Cancer Health Effects

Cancer—a group of diseases characterized by uncontrolled growth of abnormal cells—affects almost everyone's life, either directly or indirectly. About 1 out of 2 men and 1 out of 3 women living in the United States will develop cancer at some point in their lifetimes.

An important step in preventing cancer is to identify its causes. Sources of exposure that could be targeted for cancer prevention include:

  • Occupational exposures to industrial chemicals
  • Pollution, such as chemicals, particles, or mixtures found in air or water
  • Chemicals found in household products or indoor air
  • Certain medical treatments
  • Infections
  • Exposures resulting from lifestyle choices, such as tobacco smoking

Report on Carcinogens: Identifying Carcinogens

The Report on Carcinogens (RoC) is a congressionally mandated, science-based, public health report that provides a cumulative list of known or reasonably anticipated human carcinogens. The report contains a short synopsis of key studies on cancer, exposure data, and regulations to limit exposure for each listed substance, agent, mixture, or exposure circumstance (collectively referred to as substances).

NTP prepares the report on behalf of the Secretary of Health and Human Services. Substances are listed in the report following a multi-step process, with several opportunities for scientific and public input and using established listing criteria.

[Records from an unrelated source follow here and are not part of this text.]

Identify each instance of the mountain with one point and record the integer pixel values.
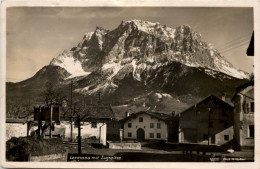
(139, 63)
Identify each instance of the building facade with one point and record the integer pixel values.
(16, 128)
(90, 131)
(143, 126)
(244, 128)
(210, 121)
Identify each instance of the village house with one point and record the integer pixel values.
(244, 127)
(96, 122)
(144, 125)
(16, 128)
(210, 121)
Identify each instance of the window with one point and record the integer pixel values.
(205, 137)
(210, 124)
(226, 137)
(197, 112)
(251, 131)
(223, 113)
(77, 137)
(225, 124)
(93, 124)
(252, 107)
(158, 135)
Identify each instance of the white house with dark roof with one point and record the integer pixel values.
(209, 121)
(145, 125)
(94, 124)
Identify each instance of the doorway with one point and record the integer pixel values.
(140, 135)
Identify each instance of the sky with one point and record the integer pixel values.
(35, 35)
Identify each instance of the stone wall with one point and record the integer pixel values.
(132, 146)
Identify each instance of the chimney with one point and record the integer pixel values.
(173, 113)
(127, 114)
(223, 97)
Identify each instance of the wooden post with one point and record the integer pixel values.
(71, 120)
(39, 123)
(51, 120)
(79, 135)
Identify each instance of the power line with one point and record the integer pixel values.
(234, 44)
(227, 50)
(238, 40)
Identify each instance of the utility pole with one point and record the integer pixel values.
(51, 119)
(208, 124)
(71, 112)
(210, 111)
(79, 134)
(39, 123)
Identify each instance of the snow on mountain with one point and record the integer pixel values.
(70, 64)
(143, 46)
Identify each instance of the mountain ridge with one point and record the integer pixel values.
(137, 63)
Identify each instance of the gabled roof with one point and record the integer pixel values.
(242, 87)
(12, 120)
(94, 112)
(207, 98)
(160, 116)
(98, 112)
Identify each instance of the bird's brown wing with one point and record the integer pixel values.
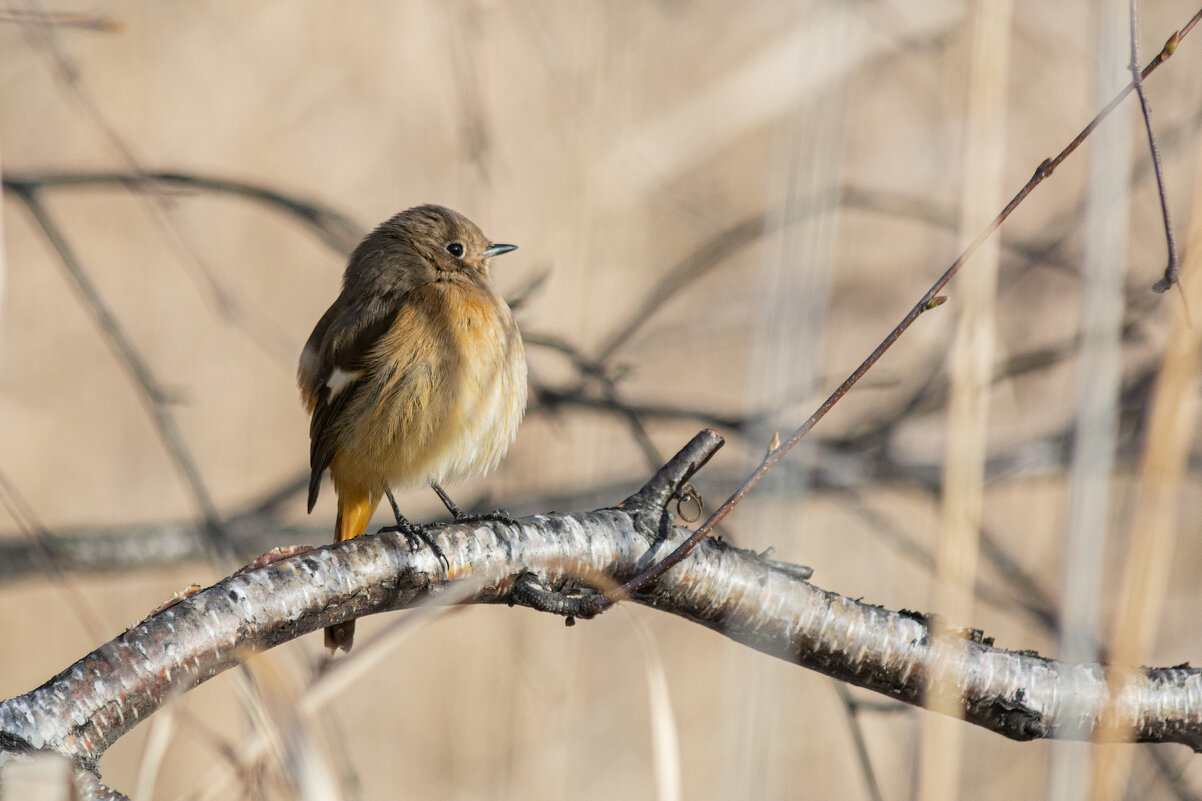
(333, 371)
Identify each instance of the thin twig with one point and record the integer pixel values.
(851, 711)
(152, 393)
(1172, 271)
(928, 301)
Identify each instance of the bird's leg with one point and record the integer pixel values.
(412, 530)
(460, 516)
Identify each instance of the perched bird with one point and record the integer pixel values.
(415, 375)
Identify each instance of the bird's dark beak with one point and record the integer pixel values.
(497, 250)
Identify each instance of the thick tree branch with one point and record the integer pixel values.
(762, 604)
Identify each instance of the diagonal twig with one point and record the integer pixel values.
(928, 301)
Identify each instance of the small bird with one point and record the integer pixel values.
(415, 375)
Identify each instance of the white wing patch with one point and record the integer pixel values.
(339, 380)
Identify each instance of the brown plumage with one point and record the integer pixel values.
(416, 374)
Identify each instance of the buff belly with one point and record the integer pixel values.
(440, 410)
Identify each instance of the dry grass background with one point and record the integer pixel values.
(608, 141)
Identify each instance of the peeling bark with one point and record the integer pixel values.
(756, 601)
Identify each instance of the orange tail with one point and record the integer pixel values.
(355, 512)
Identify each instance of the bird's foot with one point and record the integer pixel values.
(417, 534)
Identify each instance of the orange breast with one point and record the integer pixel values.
(447, 389)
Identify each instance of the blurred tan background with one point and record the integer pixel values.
(813, 149)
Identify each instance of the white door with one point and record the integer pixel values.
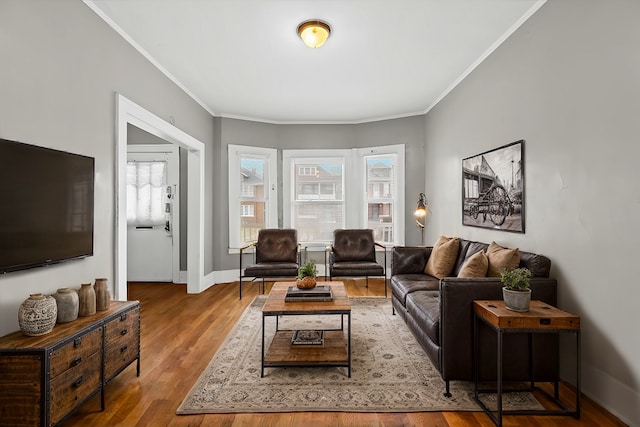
(152, 213)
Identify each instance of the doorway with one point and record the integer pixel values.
(130, 113)
(153, 213)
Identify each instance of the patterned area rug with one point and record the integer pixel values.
(390, 371)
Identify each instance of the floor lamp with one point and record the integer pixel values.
(421, 215)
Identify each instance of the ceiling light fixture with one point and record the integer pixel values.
(314, 32)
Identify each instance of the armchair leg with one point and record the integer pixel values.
(447, 393)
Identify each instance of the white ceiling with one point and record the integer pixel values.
(384, 59)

RoC Monographs: Assessing Cancer Hazards

To determine whether a substance should be listed in the Report on Carcinogens, an extensive assessment of publicly available, relevant cancer studies is conducted, which is captured in an RoC monograph. RoC monographs became a part of the review process in 2012; prior to that, background documents were prepared.

These literature-based assessments use systematic review methods that integrate the relevant evidence across many different types of studies to reach conclusions about whether a substance is a cancer hazard. Studies include:

  • Cancer epidemiology studies in humans
  • Cancer studies in experimental animals
  • Studies of cancer mechanisms and other relevant data, such as how the substance is processed in the body

The evidence is then assessed to determine if it fulfills the RoC listing criteria for one of two categories: "known to be a human carcinogen" or "reasonably anticipated to be a human carcinogen."